Source code for cltoolkit.models

"""
Basic models.
"""
import typing
import statistics
import collections

import attr
import lingpy
from clldutils.misc import lazyproperty as cached_property
import pyclts
from pyclts.models import Sound as CLTSSound, Symbol, Cluster, Consonant

from cltoolkit.util import NestedAttribute, DictTuple, jaccard, MutatedDataValue


[docs]@attr.s(repr=False)
class CLCore:
    """
    Base class to represent data in a wordlist.
    """
    id = attr.ib()
    wordlist = attr.ib(default=None)
    data = attr.ib(default=None)

    def __repr__(self):
        return "<" + self.__class__.__name__ + " " + self.id + ">"


[docs]@attr.s
class WithForms:
    """
    Mixin to represent data in a wordlist that contains forms.
    """
    forms = attr.ib(default=None)

    @cached_property
    def forms_with_sounds(self):
        return DictTuple([f for f in self.forms if f.sounds])

    @cached_property
    def forms_with_graphemes(self):
        return DictTuple([f for f in self.forms if f.graphemes])


[docs]@attr.s
class WithDataset:
    """
    Mixin to represent data in a wordlist from a specific dataset.
    """
    obj = attr.ib(default=None, repr=False)
    dataset = attr.ib(default=None, repr=False)


[docs]@attr.s(repr=False)
class Language(CLCore, WithForms, WithDataset):
    """
    Base class for handling languages.

    :ivar senses: `DictTuple` of senses, i.e. glosses for forms.
    :ivar concepts: `DictTuple` of senses with explicit Concepticon mapping.
    :ivar glottocode: `str`, Glottocode for the language.

    .. note::

       A language variety is defined for a specific dataset only.
    """
    senses = attr.ib(default=None)
    concepts = attr.ib(default=None)
    glottocode = MutatedDataValue("Glottocode")
    name = MutatedDataValue("Name")
    macroarea = MutatedDataValue("Macroarea")
    latitude = MutatedDataValue("Latitude")
    longitude = MutatedDataValue("Longitude")
    family = MutatedDataValue("Family")
    subgroup = MutatedDataValue("SubGroup")

    @cached_property
    def sound_inventory(self):
        sounds = []
        for sound in self.wordlist.sounds:
            if self.id in sound.occurrences:
                sounds.append(Sound.from_sound(sound, language=self))
        return Inventory(language=self, ts=self.wordlist.ts, sounds=DictTuple(sounds))

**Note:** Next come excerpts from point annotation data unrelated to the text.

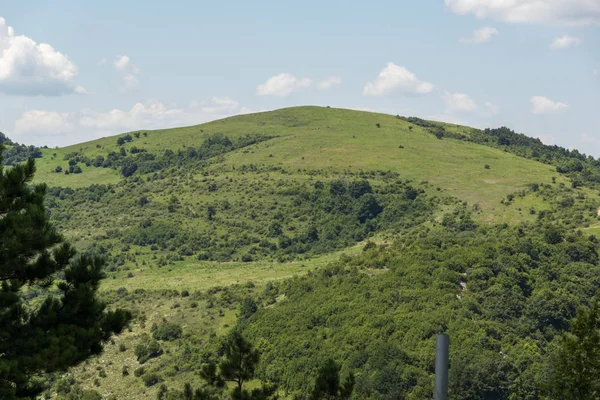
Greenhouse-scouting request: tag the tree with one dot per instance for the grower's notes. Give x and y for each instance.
(240, 360)
(71, 324)
(211, 211)
(327, 384)
(575, 367)
(128, 167)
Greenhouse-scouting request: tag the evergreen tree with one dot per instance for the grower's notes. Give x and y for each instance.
(240, 360)
(575, 372)
(71, 324)
(327, 384)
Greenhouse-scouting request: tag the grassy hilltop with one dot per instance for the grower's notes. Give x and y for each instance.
(349, 231)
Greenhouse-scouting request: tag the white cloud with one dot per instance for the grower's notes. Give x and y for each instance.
(130, 83)
(449, 119)
(549, 12)
(547, 139)
(458, 102)
(329, 82)
(543, 105)
(129, 74)
(588, 139)
(282, 85)
(30, 69)
(122, 62)
(50, 122)
(564, 42)
(480, 36)
(394, 78)
(43, 125)
(492, 109)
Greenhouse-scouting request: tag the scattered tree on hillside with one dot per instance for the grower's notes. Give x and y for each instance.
(328, 386)
(71, 324)
(240, 360)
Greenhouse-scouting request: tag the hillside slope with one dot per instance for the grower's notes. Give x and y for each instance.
(381, 217)
(315, 138)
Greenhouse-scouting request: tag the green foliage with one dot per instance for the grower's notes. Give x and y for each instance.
(486, 287)
(70, 323)
(240, 359)
(328, 386)
(575, 365)
(167, 331)
(147, 349)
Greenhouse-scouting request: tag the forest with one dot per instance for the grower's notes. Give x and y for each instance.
(238, 270)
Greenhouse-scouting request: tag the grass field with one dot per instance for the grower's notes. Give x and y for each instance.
(309, 138)
(307, 144)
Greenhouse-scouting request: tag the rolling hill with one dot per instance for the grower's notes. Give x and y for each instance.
(354, 234)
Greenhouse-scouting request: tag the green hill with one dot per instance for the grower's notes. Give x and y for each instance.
(351, 232)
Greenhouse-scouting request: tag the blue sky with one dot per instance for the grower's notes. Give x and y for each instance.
(72, 71)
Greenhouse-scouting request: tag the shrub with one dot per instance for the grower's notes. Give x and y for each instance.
(167, 332)
(147, 350)
(150, 380)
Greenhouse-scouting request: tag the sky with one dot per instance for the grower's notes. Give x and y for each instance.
(72, 71)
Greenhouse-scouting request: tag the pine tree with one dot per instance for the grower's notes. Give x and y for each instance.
(575, 368)
(327, 384)
(240, 360)
(71, 324)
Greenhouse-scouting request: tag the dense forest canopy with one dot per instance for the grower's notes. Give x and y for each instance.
(375, 263)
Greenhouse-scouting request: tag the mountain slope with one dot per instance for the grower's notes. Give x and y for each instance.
(352, 235)
(339, 140)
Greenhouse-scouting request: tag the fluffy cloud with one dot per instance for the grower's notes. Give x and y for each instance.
(282, 85)
(458, 102)
(543, 105)
(564, 42)
(329, 82)
(449, 119)
(129, 74)
(588, 139)
(28, 68)
(396, 79)
(480, 36)
(547, 139)
(550, 12)
(34, 125)
(491, 108)
(50, 122)
(122, 62)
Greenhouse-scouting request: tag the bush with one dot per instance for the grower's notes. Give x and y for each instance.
(167, 332)
(151, 380)
(147, 350)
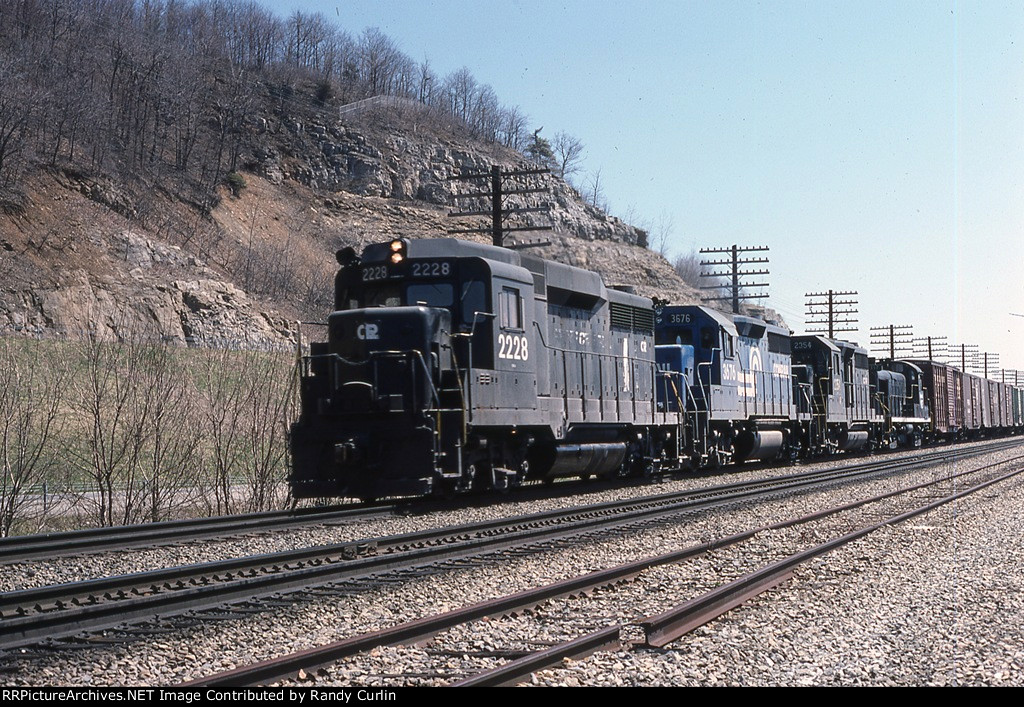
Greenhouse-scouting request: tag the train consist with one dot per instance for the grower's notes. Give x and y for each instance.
(451, 366)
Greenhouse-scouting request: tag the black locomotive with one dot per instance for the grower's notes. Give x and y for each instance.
(451, 365)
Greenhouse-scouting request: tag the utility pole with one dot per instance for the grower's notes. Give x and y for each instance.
(966, 348)
(733, 273)
(986, 357)
(931, 346)
(892, 337)
(833, 308)
(492, 204)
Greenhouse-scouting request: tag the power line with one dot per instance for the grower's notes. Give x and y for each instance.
(733, 273)
(833, 308)
(892, 338)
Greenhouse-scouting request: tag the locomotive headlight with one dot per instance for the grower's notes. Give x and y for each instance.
(397, 247)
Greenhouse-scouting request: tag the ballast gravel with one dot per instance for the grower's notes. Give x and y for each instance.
(59, 570)
(935, 600)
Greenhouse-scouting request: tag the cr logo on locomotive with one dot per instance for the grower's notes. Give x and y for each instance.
(368, 332)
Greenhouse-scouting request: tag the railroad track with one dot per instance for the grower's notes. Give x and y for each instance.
(92, 540)
(655, 630)
(99, 540)
(129, 605)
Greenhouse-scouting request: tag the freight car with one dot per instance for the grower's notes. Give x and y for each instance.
(452, 366)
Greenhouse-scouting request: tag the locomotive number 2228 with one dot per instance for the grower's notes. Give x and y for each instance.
(514, 347)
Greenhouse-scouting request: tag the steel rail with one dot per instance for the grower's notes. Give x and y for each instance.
(311, 659)
(662, 629)
(26, 547)
(70, 543)
(32, 615)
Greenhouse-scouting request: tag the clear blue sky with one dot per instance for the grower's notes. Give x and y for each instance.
(876, 147)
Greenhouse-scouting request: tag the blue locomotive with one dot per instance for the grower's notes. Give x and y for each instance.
(451, 366)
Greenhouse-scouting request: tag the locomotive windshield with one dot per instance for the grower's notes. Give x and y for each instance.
(464, 300)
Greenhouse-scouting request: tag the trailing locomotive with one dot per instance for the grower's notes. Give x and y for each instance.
(451, 366)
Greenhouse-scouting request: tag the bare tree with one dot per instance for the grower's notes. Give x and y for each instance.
(688, 267)
(33, 381)
(568, 153)
(660, 234)
(594, 192)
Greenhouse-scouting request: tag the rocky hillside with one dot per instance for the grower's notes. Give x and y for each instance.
(84, 252)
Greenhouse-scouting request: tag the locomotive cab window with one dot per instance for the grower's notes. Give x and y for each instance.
(473, 299)
(709, 337)
(510, 307)
(377, 296)
(430, 294)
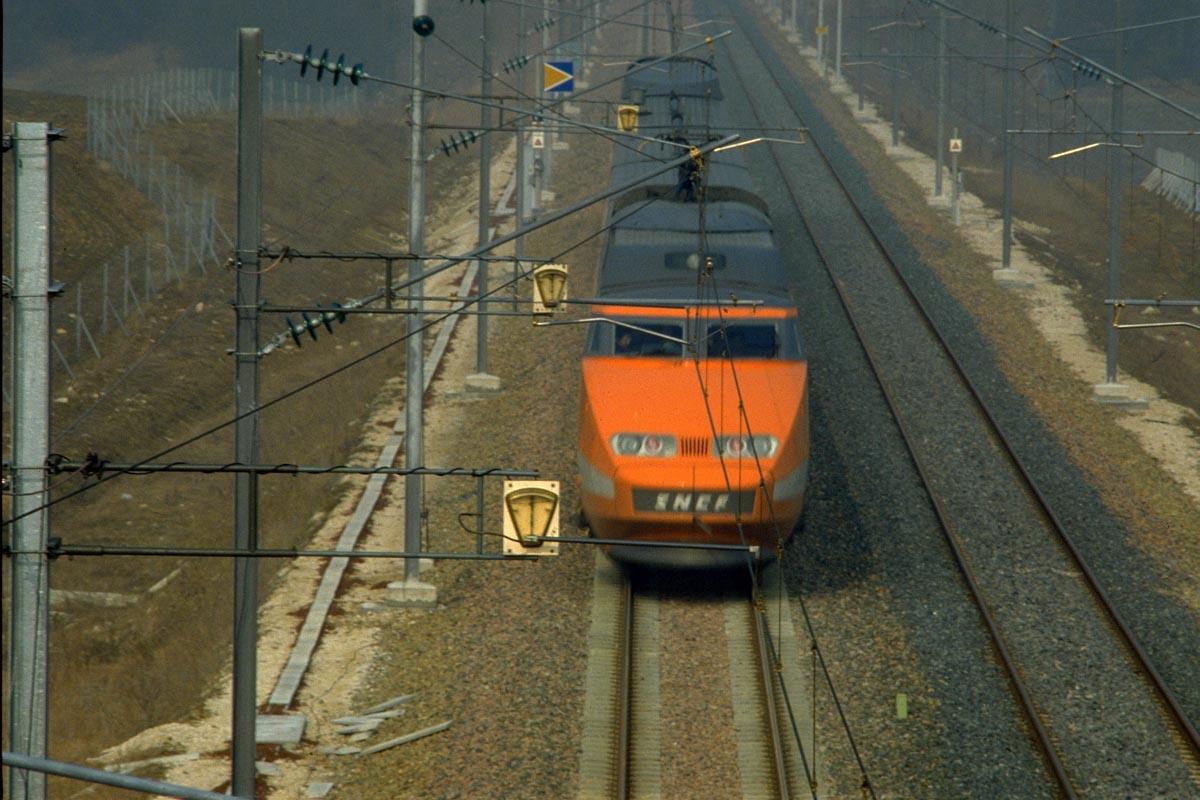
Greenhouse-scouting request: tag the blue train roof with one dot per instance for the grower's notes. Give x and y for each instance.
(683, 74)
(663, 264)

[docs]@attr.s(repr=False, eq=False)
class Sense(CLCore, WithForms, WithDataset):
    """
    A sense description (concept in source) which does not need to be linked to the Concepticon.

    :ivar language: :class:`Language` instance
    :ivar name: `str`, the gloss

    .. note::

        Unlike senses in a wordlist, which are dataset-specific, concepts in a wordlist are defined
        for all datasets.
    """
    language = attr.ib(default=None)
    name = MutatedDataValue("Name")

    def __repr__(self):
        return '<Sense ' + self.id + '>'

    def __eq__(self, other):
        if isinstance(other, self.__class__):
            return self.name == other.name
        return False

    @classmethod
    def from_sense(cls, sense, language, forms):
        return cls(
            id=sense.id,
            data=sense.data,
            obj=sense.obj,
            forms=forms,
            dataset=sense.dataset,
            wordlist=sense.wordlist,
            language=language)


[docs]@attr.s(repr=False, eq=False)
class Concept(CLCore, WithForms):
    """
    Base class for the concepts in a dataset.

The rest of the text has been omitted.